Most of the things you highlighted in that screenshot should not be installed. If you remove those C++ packages, you'll find a lot of your programs will stop working.

Here's what I would remove if I were you:
-Search Results Toolbar.
-If you don't use LightScribe, uninstall it.
-If you don't use Office 2010, uninstall it.
-If you don't use HP QuickLlaunch, uninstall it: Understanding and Using HP Quick Launch in Windows - HP Customer Care (United States - English)

Tom


----------



## jesbon1992 (Apr 21, 2012)

Ok ill doing tmr night . wat about the txt i gave u . wat for was it?

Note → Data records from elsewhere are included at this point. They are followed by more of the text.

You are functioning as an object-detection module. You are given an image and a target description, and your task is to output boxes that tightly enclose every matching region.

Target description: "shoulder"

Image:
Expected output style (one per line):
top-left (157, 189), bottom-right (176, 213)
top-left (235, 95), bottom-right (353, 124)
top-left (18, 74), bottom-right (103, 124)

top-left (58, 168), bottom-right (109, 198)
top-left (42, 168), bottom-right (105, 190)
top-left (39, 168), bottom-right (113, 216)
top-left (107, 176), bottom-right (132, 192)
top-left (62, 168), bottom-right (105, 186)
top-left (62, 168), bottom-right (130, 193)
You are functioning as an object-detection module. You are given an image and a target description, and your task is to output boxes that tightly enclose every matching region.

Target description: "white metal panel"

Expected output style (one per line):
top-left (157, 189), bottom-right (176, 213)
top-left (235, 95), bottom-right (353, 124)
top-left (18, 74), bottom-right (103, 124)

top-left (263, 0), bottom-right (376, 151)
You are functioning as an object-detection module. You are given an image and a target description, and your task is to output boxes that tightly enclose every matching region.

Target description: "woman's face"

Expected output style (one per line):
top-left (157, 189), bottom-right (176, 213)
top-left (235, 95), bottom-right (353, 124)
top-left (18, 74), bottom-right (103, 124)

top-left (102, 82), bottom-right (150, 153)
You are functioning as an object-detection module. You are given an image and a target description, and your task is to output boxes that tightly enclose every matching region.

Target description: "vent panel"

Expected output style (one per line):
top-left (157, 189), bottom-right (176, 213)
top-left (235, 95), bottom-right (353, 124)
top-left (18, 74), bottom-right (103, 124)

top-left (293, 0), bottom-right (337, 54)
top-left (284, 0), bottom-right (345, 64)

coz i still need to disfragment my laptop ty !


----------



## tom982 (Jul 17, 2011)

That text file was the information about the task scheduler service  It all looks fine to me, so let's try fixing the services that it depends on:

1. Open your start menu
2. In the box, type *services.msc* and click on it when it loads
3. Scroll down the list to find *Windows Event Log*
4. Right click on it and select *Properties*
5. Change the *Startup type* to *Automatic*
6. Press *Apply* then *OK*
7. *Right click* on *Windows Event Log* and click on *Start*
8. Scroll up the list until you find *Task Scheduler*
9. *Right click* on it and select *Start*

Disk defragmenter should now work for you 

Tom


----------



## jesbon1992 (Apr 21, 2012)

hello tom.

Since i uninstalled firefox adn adobe flash and reinstalled again. Now everything is working good . I think wat it happened was that i was searching for movies and websites with hacker pop up since then my internet was dropping continuously.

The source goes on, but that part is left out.